If the wood is more knotty/ wavy grained than it's harder to keep the wood from moving as it's ripped. some older woodworkers were known to cut/rip oversize then thinly rip/joint to final specs to prevent the least movement flipping from side to side.

4th... the jointer is the best way BUT like all equipment it has limitations and varies in quality... the longer the bed the easier to be flatter/straighter. As other equipment it still needs precise set-up to do it's best job....IF the blades aren't sharp or the alignment correct it will crown or cup the desired straightline and cause this issue.

5th...did you dry the opposite edge/flip to see if it's just a bow/crown and it would work...that would tell you it's in the wood if one side is bowed in and the other bowed out.

6th... is it at the correct MC 7-9%

edit: reread post #8....your blades are DULL!!!! according to the face in one of the pics and you mentioned the wood is warped.


----------



## woodnthings (Jan 24, 2009)

*hold on there partner....*

The angle on the edge, whether it is 90 degrees or not, and of the mating edge has everything to do with whether there is a gap or not. You can NOT mate an 89 degree edge with a 90 degree edge and not have a gap on one side of the boards. This is why when jointing, you should rotate the next board end for end. This insures that any variation of the fence from 90 degrees with be accounted for... 










Assuming lines AB and CD are parallel, angle AGH is equal to angle DHF whether they are at 90 degrees are not. A rip on the table saw would mate with another board IF the second board was flipped end for end, even IF the blade was not at 90 degrees. Hope I'm making this clear...?

To mate 2 boards without a gap and without flipping would require they both be exactly at 90 degrees.


----------



## Tennessee Tim (Dec 15, 2010)

The gap his pics show are caused from length tips or such touching...you can see all the way through. IF it were a degree issue they would touch let's say on the bottom and not the top edge if laying flat and you couldn't view/see through....kinda like a V exaggerated. This causes a completely different issue.

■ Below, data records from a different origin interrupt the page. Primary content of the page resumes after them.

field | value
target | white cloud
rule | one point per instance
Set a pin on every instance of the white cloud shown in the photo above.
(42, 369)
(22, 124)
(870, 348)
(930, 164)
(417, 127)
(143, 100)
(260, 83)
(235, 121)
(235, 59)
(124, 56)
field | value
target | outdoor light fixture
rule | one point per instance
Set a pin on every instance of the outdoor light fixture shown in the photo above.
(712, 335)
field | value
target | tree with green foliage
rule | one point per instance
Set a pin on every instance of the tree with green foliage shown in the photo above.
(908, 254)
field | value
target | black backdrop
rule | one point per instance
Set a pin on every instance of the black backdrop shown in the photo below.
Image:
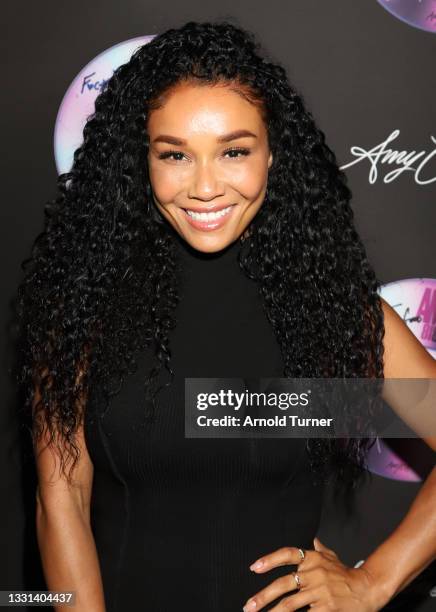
(363, 74)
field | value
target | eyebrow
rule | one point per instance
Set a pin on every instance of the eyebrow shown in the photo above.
(226, 138)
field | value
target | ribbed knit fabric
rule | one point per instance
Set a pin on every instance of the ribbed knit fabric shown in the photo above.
(178, 521)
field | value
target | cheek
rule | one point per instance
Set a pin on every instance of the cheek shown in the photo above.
(249, 179)
(166, 182)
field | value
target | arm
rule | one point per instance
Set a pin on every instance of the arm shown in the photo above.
(412, 545)
(65, 539)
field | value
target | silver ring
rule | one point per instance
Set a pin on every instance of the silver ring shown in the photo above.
(297, 580)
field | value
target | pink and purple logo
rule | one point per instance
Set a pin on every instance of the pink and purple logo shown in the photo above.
(414, 299)
(78, 101)
(417, 13)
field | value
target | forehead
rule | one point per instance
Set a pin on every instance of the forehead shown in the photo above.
(190, 108)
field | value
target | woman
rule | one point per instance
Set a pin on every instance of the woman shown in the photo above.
(204, 230)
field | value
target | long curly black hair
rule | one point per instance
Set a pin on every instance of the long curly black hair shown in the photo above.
(101, 283)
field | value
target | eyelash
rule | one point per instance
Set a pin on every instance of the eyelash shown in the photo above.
(244, 152)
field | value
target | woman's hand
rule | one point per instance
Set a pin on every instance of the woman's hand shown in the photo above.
(325, 583)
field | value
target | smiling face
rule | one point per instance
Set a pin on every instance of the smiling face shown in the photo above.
(208, 152)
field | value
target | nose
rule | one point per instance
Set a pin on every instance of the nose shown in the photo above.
(205, 185)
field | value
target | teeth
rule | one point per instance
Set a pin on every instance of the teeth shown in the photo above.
(208, 216)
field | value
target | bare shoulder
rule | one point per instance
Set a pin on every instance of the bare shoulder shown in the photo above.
(404, 355)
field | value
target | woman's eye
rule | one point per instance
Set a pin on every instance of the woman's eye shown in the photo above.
(232, 153)
(171, 155)
(237, 152)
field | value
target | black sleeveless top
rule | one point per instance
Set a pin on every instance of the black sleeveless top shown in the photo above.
(178, 521)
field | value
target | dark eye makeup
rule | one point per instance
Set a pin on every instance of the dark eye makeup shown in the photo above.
(239, 151)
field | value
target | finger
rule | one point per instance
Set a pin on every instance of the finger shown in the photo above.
(288, 555)
(297, 601)
(278, 587)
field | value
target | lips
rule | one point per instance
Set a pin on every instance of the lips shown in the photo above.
(209, 224)
(207, 209)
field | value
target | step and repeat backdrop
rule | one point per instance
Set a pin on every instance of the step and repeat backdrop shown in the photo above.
(366, 71)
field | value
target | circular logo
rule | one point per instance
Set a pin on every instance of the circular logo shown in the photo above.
(414, 299)
(417, 13)
(78, 101)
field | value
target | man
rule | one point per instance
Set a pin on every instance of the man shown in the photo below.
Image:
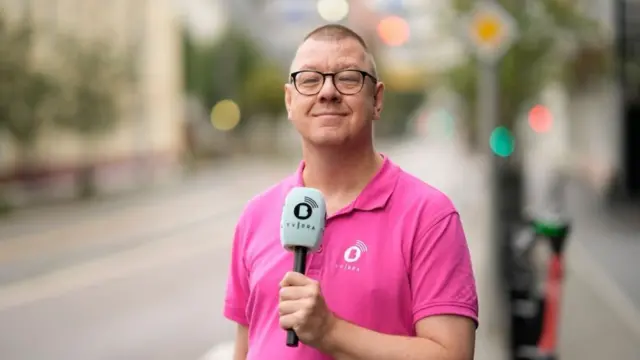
(407, 290)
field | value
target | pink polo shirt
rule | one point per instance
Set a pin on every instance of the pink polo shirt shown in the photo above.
(396, 255)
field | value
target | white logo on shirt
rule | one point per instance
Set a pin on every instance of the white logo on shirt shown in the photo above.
(353, 253)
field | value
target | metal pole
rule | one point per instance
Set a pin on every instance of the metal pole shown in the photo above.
(487, 112)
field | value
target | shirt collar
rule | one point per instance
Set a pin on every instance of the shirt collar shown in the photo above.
(375, 194)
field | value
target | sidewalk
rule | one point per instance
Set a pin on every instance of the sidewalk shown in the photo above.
(598, 320)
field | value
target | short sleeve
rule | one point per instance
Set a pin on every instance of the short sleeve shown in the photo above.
(442, 279)
(237, 292)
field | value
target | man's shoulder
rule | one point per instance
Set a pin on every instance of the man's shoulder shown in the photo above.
(416, 190)
(269, 200)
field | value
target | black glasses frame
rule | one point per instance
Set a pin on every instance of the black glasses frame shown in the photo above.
(364, 74)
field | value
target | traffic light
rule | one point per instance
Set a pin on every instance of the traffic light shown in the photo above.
(502, 142)
(540, 119)
(393, 31)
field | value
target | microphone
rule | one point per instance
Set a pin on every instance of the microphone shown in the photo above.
(301, 228)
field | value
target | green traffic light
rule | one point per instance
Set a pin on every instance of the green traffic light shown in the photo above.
(502, 142)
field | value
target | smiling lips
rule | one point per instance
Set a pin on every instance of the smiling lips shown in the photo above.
(329, 114)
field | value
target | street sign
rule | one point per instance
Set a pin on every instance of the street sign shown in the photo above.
(491, 31)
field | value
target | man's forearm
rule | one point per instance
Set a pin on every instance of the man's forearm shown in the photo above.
(351, 342)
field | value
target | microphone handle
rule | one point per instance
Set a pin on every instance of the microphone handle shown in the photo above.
(299, 265)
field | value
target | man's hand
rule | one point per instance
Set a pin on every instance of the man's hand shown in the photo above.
(303, 309)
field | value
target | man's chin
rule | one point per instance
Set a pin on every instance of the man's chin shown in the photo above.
(328, 139)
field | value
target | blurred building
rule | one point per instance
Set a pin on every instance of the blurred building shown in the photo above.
(148, 139)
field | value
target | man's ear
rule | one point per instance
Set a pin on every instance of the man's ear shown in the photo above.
(287, 98)
(378, 99)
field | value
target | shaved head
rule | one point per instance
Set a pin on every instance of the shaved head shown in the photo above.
(335, 32)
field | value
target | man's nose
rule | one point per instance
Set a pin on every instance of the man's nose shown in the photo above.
(328, 92)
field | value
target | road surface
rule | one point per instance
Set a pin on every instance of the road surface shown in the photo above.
(144, 278)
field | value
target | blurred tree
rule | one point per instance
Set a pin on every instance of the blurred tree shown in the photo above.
(556, 41)
(93, 86)
(404, 94)
(234, 68)
(25, 91)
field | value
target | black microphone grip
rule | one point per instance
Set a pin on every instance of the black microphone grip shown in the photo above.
(299, 265)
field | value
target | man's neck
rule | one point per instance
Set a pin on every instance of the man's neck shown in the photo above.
(340, 172)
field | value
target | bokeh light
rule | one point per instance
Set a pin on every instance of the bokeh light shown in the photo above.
(393, 31)
(540, 119)
(225, 115)
(333, 10)
(502, 142)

edit: I can take 2 boards with 87 deg angles that are true straightlined and lay them correctly and have a gap free and flat surface after glueing.


----------



## woodnthings (Jan 24, 2009)

*that's what I was sayin'*

When you say "lay them correctly" that's exactly what I was trying to explain. :yes:


----------



## Tennessee Tim (Dec 15, 2010)

woodnthings said:


> When you say "lay them correctly" that's exactly what I was trying to explain. :yes:


I'm with you though.....true 90 degrees makes life MUCH simpler!!!!:laughing:


----------



## woodnthings (Jan 24, 2009)

*there may be an occasion where ....*

Let's, say you tip your table saw over to 85 degrees or 5 degrees on the scale. Now you lay out all your boards "good side up" and you makes pencil marks across all of them. Next you turn every other one over and rip them. There will be no mistaking which boards mate with the others because of the angle.


----------



## was2ndlast (Apr 11, 2014)

To the op, did you figure it out?


----------



## bcurrey (Dec 6, 2012)

Thanks for all the responses. This has been very informative! 

I've only been able to get into the shop for a few mins this week. However, I borrowed a friend's Bora straight edge ripping clamps. They were a bit frustrating to setup at first, and I didn’t have high hopes, but they worked pretty well! 

I ripped two boards on 1 edge on then placed them together. No gap! Below is a pic. 

After reading the comments from everyone, I think the issue is my jointer. When I put the Bora clamps on the jointed edges, both of the boards had small variances near the middle of the boards, which would explain why the table saw wasn’t lining up correctly. 


Now that all indications are that I finally have a straight edge, I’m going to run a board thru the table saw tonight to straighten up the other side and then see how square the board comes out. 

This table table is going to be 7ft long, so I'm hoping this is my last straight edge hurdle! 

Again, really appreciate all the help on this.


----------



## Tennessee Tim (Dec 15, 2010)

Glad to see you've resolved the issue!!!! Make us some pics of the beautiful walnut as you build!!!!


----------